What should you do instead? I would invest in the U.S. dollar in the hopes of a better than expected debt ceiling bill from the bi-partisan group. The 12-person House and Senate special committee has the task of identifying spending cuts. The committee must complete its work by November 23, with Congress holding a vote on the committee recommendations by December 23.
Why do I trust these politicians? I don’t, but I think that they need to respect the American people’s wishes. After this game of political chess, I believe that they need to make good on this deal in order to restore the trust that was lost. I couldn’t be more against the political games, and I’m hoping that a deal can be set in place that betters our country’s finances. Reiterating my stance, Howard Schultz, CEO of Starbucks (NASDAQ:SBUX), has started a pledge to boycott U.S. political campaign donations. To date, over 100 business leaders have joined with the hopes of eliminating incumbent leaders in Washington (I know there are more out there that agree with me here).

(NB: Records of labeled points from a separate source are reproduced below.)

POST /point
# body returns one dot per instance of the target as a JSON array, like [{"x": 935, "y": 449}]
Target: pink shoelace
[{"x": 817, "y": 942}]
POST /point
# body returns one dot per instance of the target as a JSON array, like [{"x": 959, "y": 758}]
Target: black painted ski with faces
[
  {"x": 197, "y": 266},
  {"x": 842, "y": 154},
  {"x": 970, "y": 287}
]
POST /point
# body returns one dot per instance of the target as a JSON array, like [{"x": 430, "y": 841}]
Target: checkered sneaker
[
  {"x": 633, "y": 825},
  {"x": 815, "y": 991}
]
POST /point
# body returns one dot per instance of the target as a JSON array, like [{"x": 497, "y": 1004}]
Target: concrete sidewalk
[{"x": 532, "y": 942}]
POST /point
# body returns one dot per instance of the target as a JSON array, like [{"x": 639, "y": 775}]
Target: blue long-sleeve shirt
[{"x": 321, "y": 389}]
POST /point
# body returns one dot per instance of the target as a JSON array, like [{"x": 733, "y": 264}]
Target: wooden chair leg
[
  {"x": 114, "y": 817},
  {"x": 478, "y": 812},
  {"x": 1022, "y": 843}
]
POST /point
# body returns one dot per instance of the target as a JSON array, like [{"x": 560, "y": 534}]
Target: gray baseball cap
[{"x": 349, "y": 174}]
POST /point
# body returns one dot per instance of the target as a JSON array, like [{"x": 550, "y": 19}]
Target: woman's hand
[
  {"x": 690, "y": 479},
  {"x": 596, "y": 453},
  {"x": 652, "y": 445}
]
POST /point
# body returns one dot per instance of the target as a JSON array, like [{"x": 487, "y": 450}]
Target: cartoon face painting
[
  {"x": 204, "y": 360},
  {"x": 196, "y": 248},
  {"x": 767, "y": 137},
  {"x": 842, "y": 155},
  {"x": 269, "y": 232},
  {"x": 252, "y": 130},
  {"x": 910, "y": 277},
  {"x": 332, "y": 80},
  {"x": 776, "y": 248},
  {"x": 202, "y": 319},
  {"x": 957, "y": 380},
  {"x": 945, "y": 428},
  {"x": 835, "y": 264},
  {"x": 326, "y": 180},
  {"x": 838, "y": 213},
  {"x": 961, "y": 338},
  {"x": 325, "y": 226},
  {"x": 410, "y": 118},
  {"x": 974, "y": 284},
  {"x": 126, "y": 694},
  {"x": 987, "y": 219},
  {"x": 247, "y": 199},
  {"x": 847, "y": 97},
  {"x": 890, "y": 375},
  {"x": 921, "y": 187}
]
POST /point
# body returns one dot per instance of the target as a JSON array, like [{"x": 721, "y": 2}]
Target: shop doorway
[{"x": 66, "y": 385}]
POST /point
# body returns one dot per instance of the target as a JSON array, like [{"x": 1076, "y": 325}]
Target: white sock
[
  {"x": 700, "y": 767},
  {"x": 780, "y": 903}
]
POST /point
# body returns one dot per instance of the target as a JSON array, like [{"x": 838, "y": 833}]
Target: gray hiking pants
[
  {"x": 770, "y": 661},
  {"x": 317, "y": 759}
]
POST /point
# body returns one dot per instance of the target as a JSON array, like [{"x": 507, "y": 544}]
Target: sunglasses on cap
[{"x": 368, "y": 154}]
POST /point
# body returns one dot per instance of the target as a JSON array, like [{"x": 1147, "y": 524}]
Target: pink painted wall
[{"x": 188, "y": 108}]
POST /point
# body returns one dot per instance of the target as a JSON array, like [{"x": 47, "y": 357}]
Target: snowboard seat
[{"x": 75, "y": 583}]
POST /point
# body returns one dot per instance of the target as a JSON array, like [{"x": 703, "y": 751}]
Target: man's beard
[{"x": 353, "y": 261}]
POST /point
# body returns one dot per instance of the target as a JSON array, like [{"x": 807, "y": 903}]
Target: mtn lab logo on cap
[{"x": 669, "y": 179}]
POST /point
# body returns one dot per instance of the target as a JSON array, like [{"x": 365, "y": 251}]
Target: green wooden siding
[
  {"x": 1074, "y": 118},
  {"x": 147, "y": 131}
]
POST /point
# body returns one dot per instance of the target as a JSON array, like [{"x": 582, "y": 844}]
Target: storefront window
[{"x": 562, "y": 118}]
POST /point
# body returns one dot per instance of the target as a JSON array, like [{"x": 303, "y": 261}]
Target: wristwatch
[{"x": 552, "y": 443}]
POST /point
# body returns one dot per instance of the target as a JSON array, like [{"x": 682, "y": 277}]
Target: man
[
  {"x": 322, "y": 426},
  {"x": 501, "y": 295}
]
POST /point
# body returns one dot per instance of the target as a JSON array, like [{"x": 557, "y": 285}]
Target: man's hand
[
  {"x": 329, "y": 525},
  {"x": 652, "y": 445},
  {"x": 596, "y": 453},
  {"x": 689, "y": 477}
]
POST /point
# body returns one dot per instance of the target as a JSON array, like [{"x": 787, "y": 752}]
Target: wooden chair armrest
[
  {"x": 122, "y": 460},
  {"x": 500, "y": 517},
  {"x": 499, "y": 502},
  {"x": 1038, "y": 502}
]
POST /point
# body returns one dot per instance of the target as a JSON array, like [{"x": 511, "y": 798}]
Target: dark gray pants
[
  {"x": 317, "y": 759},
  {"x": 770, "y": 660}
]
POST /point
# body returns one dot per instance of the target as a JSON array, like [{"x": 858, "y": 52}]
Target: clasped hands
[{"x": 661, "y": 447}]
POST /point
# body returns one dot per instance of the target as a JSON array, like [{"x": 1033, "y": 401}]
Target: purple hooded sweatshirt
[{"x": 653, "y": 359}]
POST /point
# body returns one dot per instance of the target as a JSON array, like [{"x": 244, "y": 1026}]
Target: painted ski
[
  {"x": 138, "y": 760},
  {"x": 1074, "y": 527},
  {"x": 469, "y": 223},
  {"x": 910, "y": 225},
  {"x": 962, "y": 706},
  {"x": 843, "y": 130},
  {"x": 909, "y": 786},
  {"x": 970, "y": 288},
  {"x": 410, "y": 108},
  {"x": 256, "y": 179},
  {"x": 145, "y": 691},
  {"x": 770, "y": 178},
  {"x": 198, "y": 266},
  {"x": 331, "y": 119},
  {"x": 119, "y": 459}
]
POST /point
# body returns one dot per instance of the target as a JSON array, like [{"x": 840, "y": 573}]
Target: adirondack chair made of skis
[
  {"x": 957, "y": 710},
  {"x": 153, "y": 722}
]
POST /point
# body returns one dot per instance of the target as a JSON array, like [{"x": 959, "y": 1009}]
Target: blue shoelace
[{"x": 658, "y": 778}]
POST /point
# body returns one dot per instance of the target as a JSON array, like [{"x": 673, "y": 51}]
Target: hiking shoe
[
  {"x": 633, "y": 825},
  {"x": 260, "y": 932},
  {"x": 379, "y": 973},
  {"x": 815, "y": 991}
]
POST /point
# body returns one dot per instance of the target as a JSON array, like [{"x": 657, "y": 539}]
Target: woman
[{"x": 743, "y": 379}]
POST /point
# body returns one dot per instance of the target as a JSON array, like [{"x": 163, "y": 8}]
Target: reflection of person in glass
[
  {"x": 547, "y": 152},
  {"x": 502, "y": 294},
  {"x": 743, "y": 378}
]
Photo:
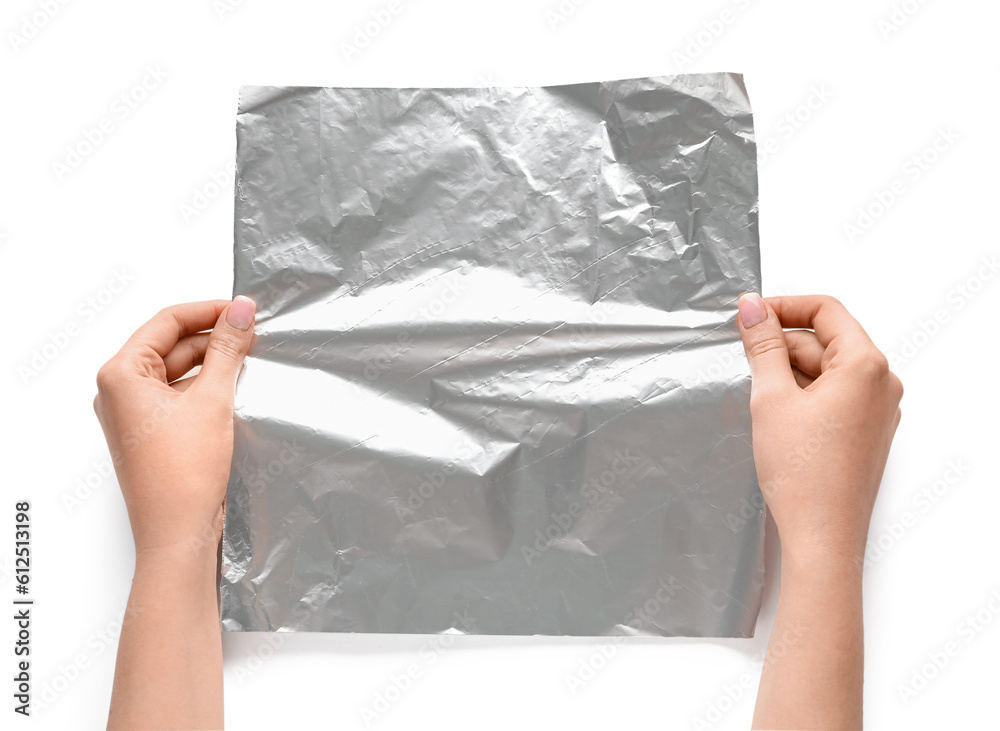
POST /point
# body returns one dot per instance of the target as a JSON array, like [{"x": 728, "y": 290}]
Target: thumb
[
  {"x": 764, "y": 343},
  {"x": 227, "y": 347}
]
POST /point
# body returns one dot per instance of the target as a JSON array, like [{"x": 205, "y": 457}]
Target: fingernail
[
  {"x": 241, "y": 312},
  {"x": 752, "y": 310}
]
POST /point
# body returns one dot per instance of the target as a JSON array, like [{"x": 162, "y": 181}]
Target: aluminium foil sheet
[{"x": 496, "y": 386}]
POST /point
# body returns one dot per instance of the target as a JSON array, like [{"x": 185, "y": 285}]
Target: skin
[
  {"x": 171, "y": 442},
  {"x": 824, "y": 407}
]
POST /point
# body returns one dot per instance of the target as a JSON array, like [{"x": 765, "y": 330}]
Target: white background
[{"x": 883, "y": 85}]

Jobs and unemployment need to improve. We need to bring back innovation and change to the workplace. Corporations have been reluctant to hire based on the uncertainty of Congress (it’s not the fault of any individual person, mind you). At the beginning of September, we will have President Obama address the nation with a plan to reduce the unemployment level. I don’t believe that this will be a quick fix, but I do believe that Congress may get this right; or at least I hope so for your sake and mine.
Disclosure: I have no positions in any stocks mentioned, and no plans to initiate any positions within the next 72 hours.